Até um certo momento, os jornais e algumas revistas abrigavam certo nível de informação com alguma objetividade, pontos de vista diferentes, tinham utilidade mesmo para quem não concordasse com a opinião dos seus proprietários. Estes a expressavam de forma concentrada nos seus editoriais e na escolha da maioria dos colaboradores, assim como nos temas abordados pelas publicações, mas sem um postura militante, partidária.

A partir do fracasso do governo de FHC e do sucesso do governo Lula, a mídia brasileira foi perdendo a compostura. Não conseguia entender o que acontecia no país.

A conversa com Lula na Folha, ainda na campanha eleitoral, foi simbólica: Otavinho Frias perguntou ao então candidato como ele queria ser presidente do Brasil, se não sabia falar inglês. Lula se levantou e foi embora. E passou a dizer que ia demonstrar que se podia governar o Brasil sem almoçar e jantar com os donos dos meios de comunicação. A conversa revelava também o preconceito e o clichê com que os meios de comunicação encaravam a ascensão de Lula à presidência. Não podiam tolerar que uma pessoa com todas as características que, segundo eles, seriam necessárias para governar o Brasil, como FHC, tinha fracassado, e Lula se atrevia a sucedê-lo e tentar dar certo.

O fracasso de FHC e o sucesso de Lula nunca desceu pela garganta dos donos da mídia. Auguravam um fracasso imediato de Lula – junto com a ultra esquerda – e, quando isso não se configurava, trataram de derrubá-lo, com as denúncias do "mensalão", com as quais pretendiam definir o caráter do governo Lula e derrubá-lo. Tudo o que se referia ao PT passou a ser coberto sob a rubrica do "mensalão".
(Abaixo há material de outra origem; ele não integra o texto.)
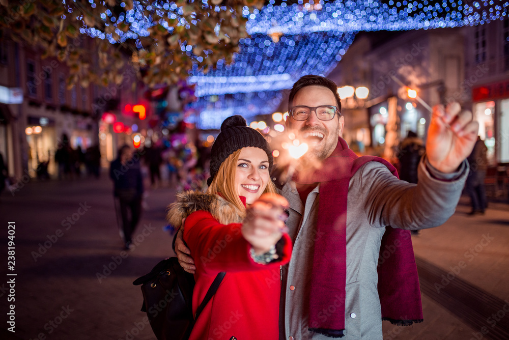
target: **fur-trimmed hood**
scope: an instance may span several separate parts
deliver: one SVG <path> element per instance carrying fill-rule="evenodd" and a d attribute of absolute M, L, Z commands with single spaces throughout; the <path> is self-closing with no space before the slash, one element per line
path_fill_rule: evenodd
<path fill-rule="evenodd" d="M 166 219 L 168 224 L 177 229 L 182 224 L 182 219 L 197 211 L 208 211 L 223 224 L 240 223 L 242 218 L 239 210 L 233 204 L 219 195 L 188 190 L 176 195 L 175 202 L 168 206 Z"/>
Não se atreveram a tentar o impeachment, com medo das reações populares, depois que Lula fez um apelo aos movimentos sociais para resistir à tentativa de derrubá-lo. Optaram por sangrá-lo, até derrubá-lo nas eleições de 2006. Não tinham olhos para ver as consequências das transformações sociais que os programas do governo estavam levando a cabo. Diante da derrota, na primeira reunião de redação da Folha, Otavinho Frias, furioso, dava volta à mesa e a golpeava, se perguntando: "Onde é que nós erramos, onde é que nós erramos?"

Erraram, sobretudo, em não entender que num país dirigido por eles, como o de gigantescas desigualdades, a questão definitiva era priorizar as políticas sociais, para atender aos setores que os governos deles nunca tinham atendido, relegando-os à exclusão social permanente.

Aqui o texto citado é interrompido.